Ónix contemplaba el derrumbe
de la fachada posterior desde la seguridad de las balconadas redondeadas. Sabía
que el mundo exterior se había convertido en un "telefilm" de
catástrofes provocadas. Los científicos, en su soberbia, cosecharon nubes y
solo obtuvieron un mal endémico; las guerras habían diezmado a la
población, dejando un rastro de "corderitos" hedonistas y ciudades
que caían una tras otra.
—¿Dudas? —la voz de Mirian
llegó a través de un mensaje interno, rompiendo su trance. —¿Tú qué crees?
—respondió Ónix, sintiendo el frío del vudú en la nuca. —Vale, me callo.
El mensaje era una advertencia
de Sutra, el custodio malnacido. Hablaba de los Aghori, una estirpe de la India
que, en el siglo XX, se refugió en el subsuelo. Su líder, el Aghori Supremo,
era un ser oscuro que se había enfundado la piel humana de sus trofeos
para caminar entre nosotros. Durante años, intentaron cruzar su linaje con
videntes y humanos en excavaciones arqueológicas secretas, pero la tierra
escupía los resultados: los bebés nacían muertos, malformados por la magia
exterior.
La zozobra los hacía caer una
y otra vez, empero, la obsesión de Ashuka por enmendar el pasado los trajo de
vuelta al yacimiento. No buscaban oro, sino la licencia de un pergamino antiguo
que permitiera a los patógenos crecer de forma distinta, sanando a los
malnacidos.
De pronto, un rumor eléctrico
recorrió el enclave. Adan, siempre prudente y distante, activó la alerta
máxima. En el pórtico de la iglesia de Santa María Magdalena de Getafe, la
realidad se había rasgado. Una mujer de porte aristocrático acababa de emerger
directamente del retablo bíblico, cruzando el arco que conectaba los pasadizos
nocturnos con el presente.

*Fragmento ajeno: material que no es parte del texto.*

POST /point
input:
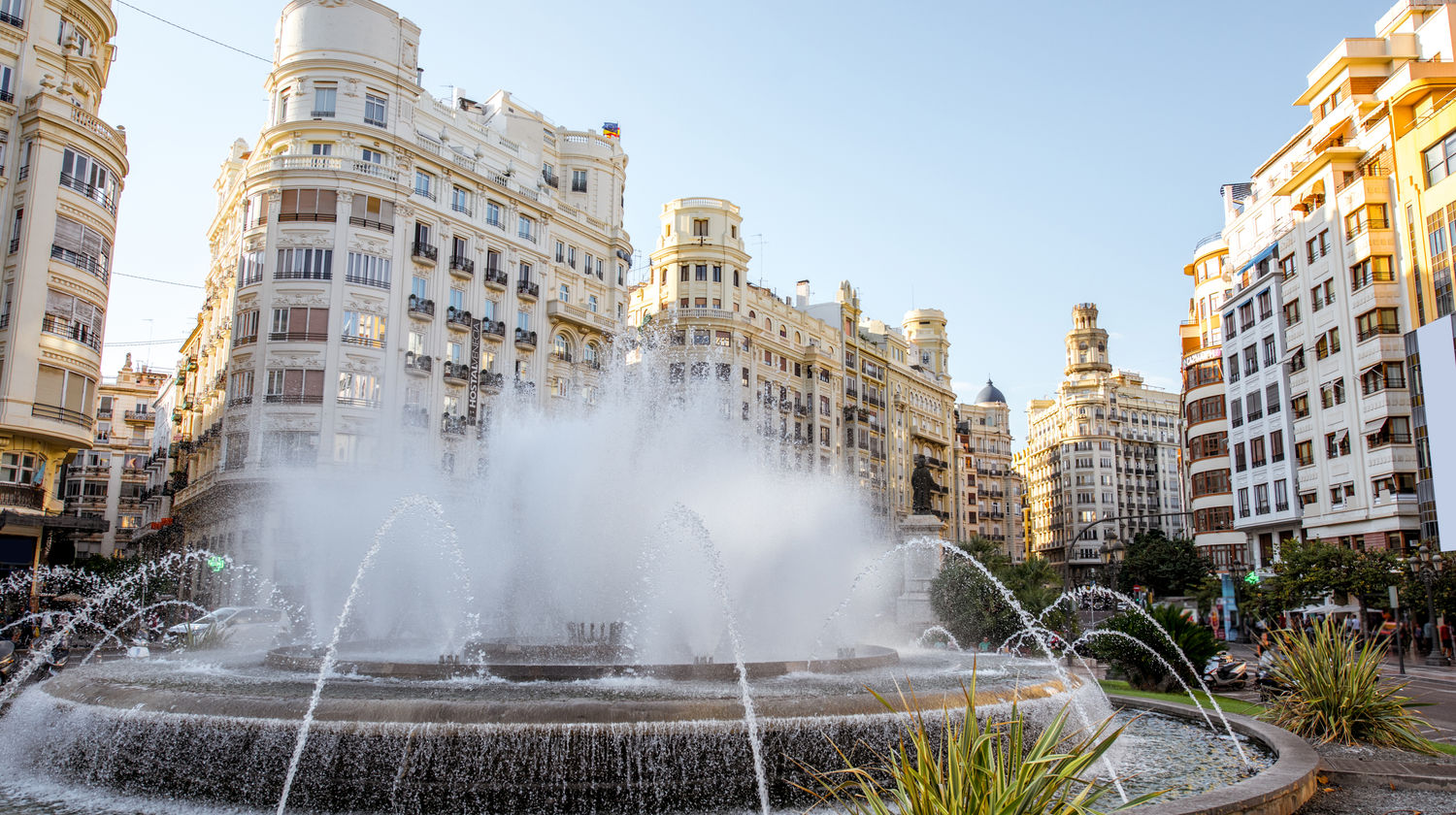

No era una intrusa cualquiera; era una pieza del
rompecabezas que Mistral, la bruja silenciosa, ya había previsto.
El rascacielos gimió. El ruido
ensordecedor del hormigón cediendo fue la señal de que el tiempo de los
experimentos había terminado. Mientras los gobernantes inventaban holocaustos
para distraer a las mentes lentas, las células durmientes de los Saturnales de
Madrid despertaban de su letargo.
Ónix cerró los ojos. Sabía que
debía discernir entre lo que pudo haber sido y lo que jamás sucederá. El mundo
anclado en el pasado no permitía historias buenas, solo supervivencias amargas.
Pero mientras el edificio ardía y el Aghori Supremo observaba desde las sombras
como un hikikomori milenario, ella comprendió que el verdadero agujero no
estaba en el rascacielos, sino en el dique de contención de la propia
humanidad.
Escrito por Anna Genovés con la revisión
ortográfica y la imagen de Gemini.
"Nota del autor: Los Aghori son una orden real de
ascetas hindúes conocidos por sus rituales en campos de cremación y su búsqueda
de la iluminación a través de lo que la sociedad considera tabú. En este
relato, su misticismo se funde con la distopía urbana."